Among the newest kinds of financing are litigation loans and advance funding arrangements. Both have significant drawbacks that could be costly to address. There should be a standard set of guidelines for all forms of debt financing, including pre-settlement loans. In most nations, guidelines for either of these funding options are minimal at best. Although there are rules and regulations to protect mortgages, auto loans, and other types of private borrowing, these contracts fall outside their purview.
Borrowers often have no new financial responsibility due to advance funding arrangements. If the funder is given preference over the plaintiff for the share of revenues in case of a settlement or award, the litigant may get very little money.
Government lawsuits pose a threat to the legal funding industry.

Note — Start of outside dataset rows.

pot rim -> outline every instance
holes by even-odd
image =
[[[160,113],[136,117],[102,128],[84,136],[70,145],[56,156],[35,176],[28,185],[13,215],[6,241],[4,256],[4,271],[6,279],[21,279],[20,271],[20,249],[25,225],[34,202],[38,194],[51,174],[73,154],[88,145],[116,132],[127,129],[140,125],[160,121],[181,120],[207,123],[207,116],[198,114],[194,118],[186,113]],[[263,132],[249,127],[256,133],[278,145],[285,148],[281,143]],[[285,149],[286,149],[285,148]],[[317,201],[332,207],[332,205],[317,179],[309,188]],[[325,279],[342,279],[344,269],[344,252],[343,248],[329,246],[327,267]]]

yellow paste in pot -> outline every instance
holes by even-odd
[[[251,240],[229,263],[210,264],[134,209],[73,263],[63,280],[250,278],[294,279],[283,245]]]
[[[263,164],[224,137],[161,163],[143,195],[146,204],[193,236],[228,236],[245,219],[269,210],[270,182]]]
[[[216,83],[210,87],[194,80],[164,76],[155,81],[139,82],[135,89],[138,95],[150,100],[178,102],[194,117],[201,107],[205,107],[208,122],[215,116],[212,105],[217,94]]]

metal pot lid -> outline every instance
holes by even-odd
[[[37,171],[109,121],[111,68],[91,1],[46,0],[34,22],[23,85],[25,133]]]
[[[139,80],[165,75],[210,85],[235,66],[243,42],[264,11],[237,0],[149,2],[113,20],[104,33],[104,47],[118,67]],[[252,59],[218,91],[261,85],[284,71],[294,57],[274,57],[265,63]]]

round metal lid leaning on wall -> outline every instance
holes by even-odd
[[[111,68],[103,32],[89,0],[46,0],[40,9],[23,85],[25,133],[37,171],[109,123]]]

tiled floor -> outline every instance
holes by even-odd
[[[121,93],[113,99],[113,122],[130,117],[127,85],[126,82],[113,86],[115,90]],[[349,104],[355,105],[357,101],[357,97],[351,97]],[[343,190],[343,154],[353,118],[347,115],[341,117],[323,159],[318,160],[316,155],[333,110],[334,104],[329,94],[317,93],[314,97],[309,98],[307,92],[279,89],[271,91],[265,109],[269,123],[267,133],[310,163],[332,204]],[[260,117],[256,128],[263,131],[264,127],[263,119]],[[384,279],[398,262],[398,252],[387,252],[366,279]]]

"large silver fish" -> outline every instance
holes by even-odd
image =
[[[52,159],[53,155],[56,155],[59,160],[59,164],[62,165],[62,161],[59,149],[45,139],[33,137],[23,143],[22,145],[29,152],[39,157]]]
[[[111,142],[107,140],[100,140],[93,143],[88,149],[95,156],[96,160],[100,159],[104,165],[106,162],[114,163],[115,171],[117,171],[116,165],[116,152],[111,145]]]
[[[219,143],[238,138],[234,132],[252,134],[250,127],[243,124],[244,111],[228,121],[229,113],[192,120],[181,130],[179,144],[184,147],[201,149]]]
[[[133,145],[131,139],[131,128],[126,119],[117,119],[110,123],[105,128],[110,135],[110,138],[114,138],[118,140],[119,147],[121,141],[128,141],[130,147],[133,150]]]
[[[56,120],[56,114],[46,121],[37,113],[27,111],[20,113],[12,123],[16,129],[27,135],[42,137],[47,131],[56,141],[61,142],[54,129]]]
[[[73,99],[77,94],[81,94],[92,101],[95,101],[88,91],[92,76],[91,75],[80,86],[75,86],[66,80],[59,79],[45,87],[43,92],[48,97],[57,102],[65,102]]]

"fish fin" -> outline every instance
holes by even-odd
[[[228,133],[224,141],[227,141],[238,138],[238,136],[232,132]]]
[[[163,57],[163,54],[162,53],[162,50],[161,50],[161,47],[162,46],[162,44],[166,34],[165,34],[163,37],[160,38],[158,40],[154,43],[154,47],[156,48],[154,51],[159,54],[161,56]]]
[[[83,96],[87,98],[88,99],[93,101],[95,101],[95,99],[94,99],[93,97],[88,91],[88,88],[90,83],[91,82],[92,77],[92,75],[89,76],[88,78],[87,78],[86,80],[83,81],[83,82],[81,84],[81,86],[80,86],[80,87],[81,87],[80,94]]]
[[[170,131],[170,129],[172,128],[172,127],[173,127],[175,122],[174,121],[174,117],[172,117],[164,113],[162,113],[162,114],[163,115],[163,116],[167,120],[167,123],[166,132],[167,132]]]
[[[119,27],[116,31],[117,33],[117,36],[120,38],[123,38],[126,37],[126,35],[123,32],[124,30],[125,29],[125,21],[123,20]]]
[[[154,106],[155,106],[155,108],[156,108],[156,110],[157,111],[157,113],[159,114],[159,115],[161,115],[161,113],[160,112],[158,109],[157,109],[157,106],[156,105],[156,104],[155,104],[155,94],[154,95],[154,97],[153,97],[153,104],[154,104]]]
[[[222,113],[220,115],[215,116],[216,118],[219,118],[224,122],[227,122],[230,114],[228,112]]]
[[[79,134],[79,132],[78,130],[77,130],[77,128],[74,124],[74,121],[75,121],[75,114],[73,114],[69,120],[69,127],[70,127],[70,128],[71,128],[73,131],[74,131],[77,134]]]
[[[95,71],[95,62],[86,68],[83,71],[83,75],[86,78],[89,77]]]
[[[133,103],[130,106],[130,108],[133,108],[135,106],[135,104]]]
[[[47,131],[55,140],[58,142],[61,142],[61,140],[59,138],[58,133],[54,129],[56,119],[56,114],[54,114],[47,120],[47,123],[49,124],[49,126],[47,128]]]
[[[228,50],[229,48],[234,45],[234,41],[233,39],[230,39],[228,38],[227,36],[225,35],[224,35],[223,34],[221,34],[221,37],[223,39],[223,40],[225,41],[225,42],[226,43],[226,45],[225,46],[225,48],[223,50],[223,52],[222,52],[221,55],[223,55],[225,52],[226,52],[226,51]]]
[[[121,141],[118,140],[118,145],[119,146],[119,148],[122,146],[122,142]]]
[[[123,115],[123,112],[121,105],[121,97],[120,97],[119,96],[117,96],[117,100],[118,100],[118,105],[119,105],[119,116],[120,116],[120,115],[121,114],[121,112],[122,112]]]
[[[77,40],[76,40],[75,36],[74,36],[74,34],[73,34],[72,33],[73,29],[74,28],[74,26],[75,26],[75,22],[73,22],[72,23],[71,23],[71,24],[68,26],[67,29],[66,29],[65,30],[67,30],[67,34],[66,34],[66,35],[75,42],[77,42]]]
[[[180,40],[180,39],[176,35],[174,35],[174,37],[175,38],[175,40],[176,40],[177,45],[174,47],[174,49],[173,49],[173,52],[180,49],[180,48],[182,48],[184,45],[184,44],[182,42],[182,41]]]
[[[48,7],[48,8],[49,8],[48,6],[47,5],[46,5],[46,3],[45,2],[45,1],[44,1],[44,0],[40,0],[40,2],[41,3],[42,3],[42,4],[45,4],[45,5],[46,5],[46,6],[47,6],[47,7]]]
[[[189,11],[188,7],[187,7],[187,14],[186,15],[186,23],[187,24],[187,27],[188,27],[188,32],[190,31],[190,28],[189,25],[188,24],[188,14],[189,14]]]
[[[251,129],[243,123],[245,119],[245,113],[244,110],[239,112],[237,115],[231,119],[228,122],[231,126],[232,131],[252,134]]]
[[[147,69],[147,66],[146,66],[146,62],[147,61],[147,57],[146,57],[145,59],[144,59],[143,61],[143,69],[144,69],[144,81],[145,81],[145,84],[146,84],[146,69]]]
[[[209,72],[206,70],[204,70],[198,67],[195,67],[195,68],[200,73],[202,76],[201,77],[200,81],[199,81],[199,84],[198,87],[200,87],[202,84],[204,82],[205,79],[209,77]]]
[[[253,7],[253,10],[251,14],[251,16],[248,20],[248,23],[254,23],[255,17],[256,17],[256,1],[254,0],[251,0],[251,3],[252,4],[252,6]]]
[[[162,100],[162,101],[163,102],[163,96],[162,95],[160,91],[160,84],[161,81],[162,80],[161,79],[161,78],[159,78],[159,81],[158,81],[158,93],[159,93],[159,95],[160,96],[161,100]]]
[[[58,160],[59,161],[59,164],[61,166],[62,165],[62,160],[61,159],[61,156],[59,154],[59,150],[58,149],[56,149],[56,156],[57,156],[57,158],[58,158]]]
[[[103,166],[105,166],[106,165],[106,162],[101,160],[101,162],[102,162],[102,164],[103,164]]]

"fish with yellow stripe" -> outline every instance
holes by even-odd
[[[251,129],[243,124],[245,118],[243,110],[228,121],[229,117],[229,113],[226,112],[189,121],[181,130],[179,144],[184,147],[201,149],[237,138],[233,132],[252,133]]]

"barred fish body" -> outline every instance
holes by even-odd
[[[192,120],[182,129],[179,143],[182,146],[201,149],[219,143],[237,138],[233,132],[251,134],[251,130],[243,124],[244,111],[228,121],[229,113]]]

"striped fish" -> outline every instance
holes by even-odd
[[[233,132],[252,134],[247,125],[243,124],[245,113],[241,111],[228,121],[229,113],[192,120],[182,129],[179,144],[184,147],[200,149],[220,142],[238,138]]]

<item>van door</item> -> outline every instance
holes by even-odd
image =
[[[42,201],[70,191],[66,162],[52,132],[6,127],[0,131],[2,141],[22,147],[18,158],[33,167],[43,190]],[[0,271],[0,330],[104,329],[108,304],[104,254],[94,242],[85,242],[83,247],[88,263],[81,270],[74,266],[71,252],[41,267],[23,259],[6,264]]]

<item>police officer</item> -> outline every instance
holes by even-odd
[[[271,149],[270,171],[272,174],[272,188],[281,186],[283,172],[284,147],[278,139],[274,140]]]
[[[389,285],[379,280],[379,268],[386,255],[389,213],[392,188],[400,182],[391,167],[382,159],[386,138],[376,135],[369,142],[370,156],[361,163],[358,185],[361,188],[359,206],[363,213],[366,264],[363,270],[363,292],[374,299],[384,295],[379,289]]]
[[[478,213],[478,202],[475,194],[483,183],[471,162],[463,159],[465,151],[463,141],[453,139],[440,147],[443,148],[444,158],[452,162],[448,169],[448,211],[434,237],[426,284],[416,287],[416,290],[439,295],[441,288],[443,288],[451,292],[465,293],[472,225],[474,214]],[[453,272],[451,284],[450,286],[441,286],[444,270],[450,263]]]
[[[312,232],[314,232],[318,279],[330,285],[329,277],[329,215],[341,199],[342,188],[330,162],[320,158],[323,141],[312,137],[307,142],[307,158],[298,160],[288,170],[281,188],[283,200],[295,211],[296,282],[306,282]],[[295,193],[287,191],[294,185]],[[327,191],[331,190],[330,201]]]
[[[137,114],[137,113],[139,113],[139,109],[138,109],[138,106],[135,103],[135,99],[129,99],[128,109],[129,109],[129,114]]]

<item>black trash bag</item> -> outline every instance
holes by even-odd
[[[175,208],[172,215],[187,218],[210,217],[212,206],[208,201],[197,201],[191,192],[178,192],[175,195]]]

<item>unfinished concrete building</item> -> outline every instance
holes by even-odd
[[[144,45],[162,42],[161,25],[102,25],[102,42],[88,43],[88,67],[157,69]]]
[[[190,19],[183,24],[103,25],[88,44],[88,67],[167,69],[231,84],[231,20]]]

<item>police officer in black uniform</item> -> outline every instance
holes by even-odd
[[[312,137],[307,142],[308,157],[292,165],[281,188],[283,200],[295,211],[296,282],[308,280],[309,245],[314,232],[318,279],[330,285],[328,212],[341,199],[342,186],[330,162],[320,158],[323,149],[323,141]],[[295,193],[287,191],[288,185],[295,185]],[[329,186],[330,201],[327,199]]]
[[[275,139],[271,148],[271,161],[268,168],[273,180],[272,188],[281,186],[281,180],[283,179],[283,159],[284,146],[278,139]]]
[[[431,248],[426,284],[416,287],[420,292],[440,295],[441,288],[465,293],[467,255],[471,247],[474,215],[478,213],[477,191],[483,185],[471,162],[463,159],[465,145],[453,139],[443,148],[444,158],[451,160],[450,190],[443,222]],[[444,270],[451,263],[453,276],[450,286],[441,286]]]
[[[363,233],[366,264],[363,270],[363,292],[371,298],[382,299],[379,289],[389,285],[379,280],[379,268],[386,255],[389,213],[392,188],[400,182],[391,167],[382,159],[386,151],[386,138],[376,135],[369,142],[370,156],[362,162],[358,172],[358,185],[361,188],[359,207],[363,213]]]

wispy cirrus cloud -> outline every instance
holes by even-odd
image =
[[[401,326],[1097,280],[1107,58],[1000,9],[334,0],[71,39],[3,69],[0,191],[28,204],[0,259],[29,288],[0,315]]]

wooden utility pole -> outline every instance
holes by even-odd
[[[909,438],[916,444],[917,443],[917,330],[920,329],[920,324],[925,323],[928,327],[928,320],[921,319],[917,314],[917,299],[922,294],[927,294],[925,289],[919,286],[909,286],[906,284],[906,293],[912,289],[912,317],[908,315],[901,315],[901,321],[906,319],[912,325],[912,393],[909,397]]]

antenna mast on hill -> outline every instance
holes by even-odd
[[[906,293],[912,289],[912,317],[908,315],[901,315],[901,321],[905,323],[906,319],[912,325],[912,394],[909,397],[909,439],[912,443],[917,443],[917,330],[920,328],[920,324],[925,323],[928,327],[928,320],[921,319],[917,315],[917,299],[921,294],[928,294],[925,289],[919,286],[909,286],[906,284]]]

It's no surprise that settlement loans and advances have garnered so much attention in the media, given the stakes. For instance, in February 2017, the New York attorney general and the Consumer Financial Protection Bureau launched a lawsuit against a lender for allegedly offering pricey court suit loans before settlement to sick Sept. 11 responders and retired NFL players who had concussions problems. The authorities are investigating allegations that the lender participated in unethical practices by charging interest rates of up to 250% and other excessive fees. The lender earned tens of millions from settlement funding.
Overall, to Summarise
Do not be in a hurry to seek a loan or cash advance based on a litigation settlement. The federal and state levels of government have inadequately regulated these agreements and they are also unreasonably expensive. If you've been injured and can't make ends meet because of it, filing a lawsuit may not be the best use of your money.
If you have no choice but to dip into your retirement funds, do so. Taking a 401(k) loan might cut retirement income, so it's essential to think carefully about the consequences. Still, it could be less expensive and risky than poorly regulated, high-cost alternatives.
Borrowing from a 401(k) or family member is only one of many alternatives available to people who are temporarily strapped for cash.